The mainstays of therapy are meticulous intensive care and timely treatment with botulinum antitoxin, which may limit the extent of paralysis. The only specific treatment is botulinum antitoxin, which neutralizes toxin molecules that have not yet bound to nerve endings, preventing their binding to the neuromuscular junction.
A 37-year-old man without relevant medical history, developed epigastric pain and biliary vomiting 1 day after eating sausages at a gastronomic fair. After 2 days he noted diplopia and blurred vision and so consulted an ophthalmologist who prescribed correction glasses, but symptoms persisted. He then developed muscular weakness of his face and upper arms, and progressive onset of dysphagia and xerostomia. Due to the persistent symptoms, he presented to the emergency department 10 days after the first symptoms began. The physical examination showed bilateral ptosis, mydriasis and sluggish pupillary response to light. A cerebral CT scan did not show any lesions. The patient was not in respiratory distress, and blood gas analysis was normal.
As the patient presented with neuroparalytic syndrome with cephalocaudal progression, the diagnosis of botulism was considered, but unfortunately no antitoxin was available. As a result, he was admitted to the intensive care unit for support therapy and monitoring. He remained clinically stable, with no need for ventilatory support. The symptoms improved slowly and he was kept under clinical surveillance during hospitalization for a total of 3 weeks in the internal medicine department. Supportive treatment with mucosal hydration, was continually provided, and there were no ocular complications.
The diagnosis of botulism was confirmed by laboratory findings of type B botulinum toxin in a blood sample.
The patient’s symptoms improved during hospitalization but complete neurological recovery was only achieved after several weeks. The patient showed no symptoms at his 3-month follow-up evaluation.
Foodborne botulism is caused by ingestion of food contaminated with botulinum toxin, and does not have individual predisposing factors.

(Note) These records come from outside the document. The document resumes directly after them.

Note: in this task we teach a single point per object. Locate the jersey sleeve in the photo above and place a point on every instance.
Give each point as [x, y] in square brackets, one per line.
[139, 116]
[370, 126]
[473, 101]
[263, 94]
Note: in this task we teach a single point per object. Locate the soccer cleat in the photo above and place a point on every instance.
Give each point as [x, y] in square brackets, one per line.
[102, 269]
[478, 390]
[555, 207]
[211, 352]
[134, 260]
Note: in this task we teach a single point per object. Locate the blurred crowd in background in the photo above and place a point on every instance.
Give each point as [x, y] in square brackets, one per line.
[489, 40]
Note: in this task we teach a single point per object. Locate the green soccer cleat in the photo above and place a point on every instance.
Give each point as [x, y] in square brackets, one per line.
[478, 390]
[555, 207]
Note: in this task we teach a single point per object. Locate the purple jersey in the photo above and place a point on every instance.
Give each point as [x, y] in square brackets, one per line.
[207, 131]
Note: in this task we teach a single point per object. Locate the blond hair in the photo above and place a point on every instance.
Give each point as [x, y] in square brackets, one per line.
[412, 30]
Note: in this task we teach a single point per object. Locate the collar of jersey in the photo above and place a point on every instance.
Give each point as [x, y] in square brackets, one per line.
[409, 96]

Most cases of botulism are sporadic and outbreaks are typically small, involving two or three cases.
The clinical presentation is varied and may be related to the type of toxin. Toxin type A causes the most severe syndrome, and has the highest proportion of patients requiring mechanical ventilation. Toxin type B appears to cause milder disease, and commonly autonomic symptoms precede muscular weakness. Most cases of botulism are associated with home-preserved meats, fish and vegetables. In Europe, foodborne botulism is often related to home-preserved meat, such as sausages and ham. The spores of Clostridium botulinum are heat resistant, easily surviving heating to 100°C at 1 atm for 5 or more hours. However, spores can be destroyed by heating to 120°C for 5 minutes, but not all food is suitable for such heat treatment. Adequate processing and storage must be the first concern[5,7].
Timely clinical diagnosis is critical for treatment decisions. Since botulinum antitoxin cannot reverse existing paralysis as it only neutralizes toxin molecules that have not yet bound to nerve endings, it must be administered early in the course of the disease, ideally within 24 hours after symptom onset. Antitoxin administration must be based on a high clinical suspicion for botulism and should not be delayed while awaiting the results of diagnostic studies[8–10].

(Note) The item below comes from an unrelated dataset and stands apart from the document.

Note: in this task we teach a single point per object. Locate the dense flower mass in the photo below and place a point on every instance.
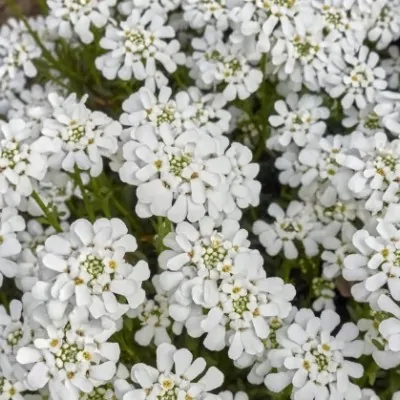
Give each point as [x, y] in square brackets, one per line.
[200, 200]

Botulism is a public health emergency. In Portugal all suspected and confirmed cases must be notified to the relevant authorities.

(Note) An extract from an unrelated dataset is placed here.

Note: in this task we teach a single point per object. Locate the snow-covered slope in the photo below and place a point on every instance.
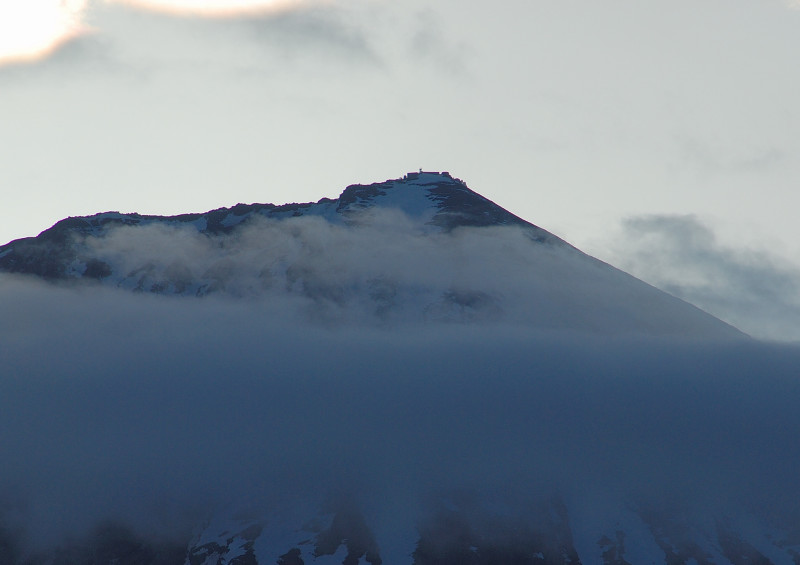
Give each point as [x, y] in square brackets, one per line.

This was a case of foodborne botulism caused by ingestion of toxin in contaminated food, where the diagnosis was considered later in the course of the disease. The patient was treated only with supportive therapy because botulinum antitoxin was unavailable. The rarity of the condition and the misdiagnosis of early cases have led to speculation that sporadic cases, particularly in people with mild disease, are overlooked.